Equipamentos modernos como o Planet Cork, no World of Wine, no Porto, traçam a história do material e das suas aplicações no nosso país.
Portugal é o maior produtor de cortiça no mundo, o país é responsável por mais de 60% do volume de todas as exportações, e tem uma área de sobreiro equivalente a um quarto da que existe na Terra. Um produto natural tão versátil, até permite produzir coisas para lá da imaginação.
Um vestido para Lady Gaga
Foi com tecido em cortiça, da Pelcor, que a designer Teresa Martins trabalhou num visual completo, criado só para Lady Gaga. A inspirar-se na arte da premiada cantora e atriz, e também no olhar do simbolista Gustav Klimt sobre o corpo feminino, Teresa Martins criou um vestido em cortiça folheada a ouro e prata, bordado à mão com missangas e fios metálicos, a recriar as texturas e composições caraterísticas dos quadros do notável pintor. O vestido, que simboliza a fusão entre moda e artes audiovisuais, demorou dois anos a ser produzido, e foi oferecido a Lady Gaga, que o usou numa ArtRave em Lisboa, logo a seguir ao seu último concerto em solo luso, em novembro de 2014 – a criação ainda hoje consta das redes sociais da multifacetada artista.
Retratos de cortiça
Depois de terminada uma garrafa de vinho, a rolha de cortiça pode parecer inútil, mas há artistas que lhes dão uma nova roupagem e as utilizam para criar obras impressionantes. Scott Gundersen é um artista norte-americano, de Chicago, que utiliza rolhas de cortiça no seu trabalho. O primeiro rosto que criou foi o de Jeanne em 2009, com 3842 rolhas, e em 2010, foi o de uma amiga, Grace. Esta obra gigantesca ocupou 50 horas a Scott, que necessitou de 9217 rolhas. Seguiram-se outras obras de grande dimensão, algumas em que foram usadas cerca de 40 mil rolhas. Esta é também a forma de este autor promover a importância da reciclagem e da arte sustentável.

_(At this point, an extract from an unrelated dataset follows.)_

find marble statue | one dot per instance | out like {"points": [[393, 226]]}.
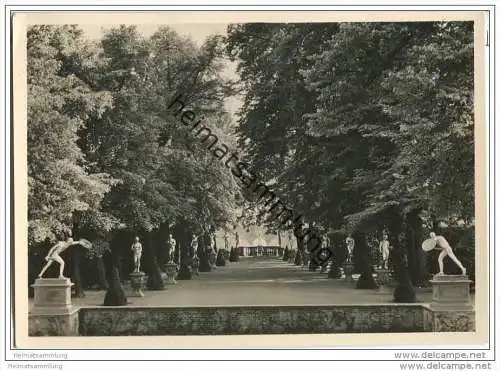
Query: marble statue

A cortiça lá fora, no Espaço
A empresa portuguesa Corticeira Amorim é um dos principais parceiros no fornecimento de soluções de isolamento para a NASA e para a Agência Espacial Europeia (ESA). A cortiça já é usada há décadas para este fim; houve até isolamento de cortiça na viagem da Apollo XI, a primeira a pisar a Lua. Os diversos braços da Amorim estão presentes ao redor do globo, contando até com escritórios nos EUA, América Latina, Europa de Leste e Sudeste Asiático. Já em 2022, reproduziram com o material 600 metros quadrados da superfície de Marte, um pavimento usado em ações de marketing para todo o mundo, protagonizado pelo ex-astronauta Scott Kelly.
Ondas sustentáveis
Noutro campo, o surfista havaiano Garrett McNamara, que já surfou as maiores ondas do mundo, tem uma prancha totalmente feita em cortiça portuguesa, criada em 2014. Foi um trabalho conjunto, em que dezenas de profissionais de design, investigação, aerodinâmica e desenvolvimento de materiais, além do próprio McNamara, colaboraram na criação da prancha ideal para aguentar e surfar as ondas gigantes do canhão da Nazaré.
Já sabe, ao viajar pelo país, sobretudo pelo Alentejo, é olhar para o sobreiro e ver que é uma das árvores mais comuns na paisagem. É um Portugal – e um mundo – de cortiça, e todos vivemos nele.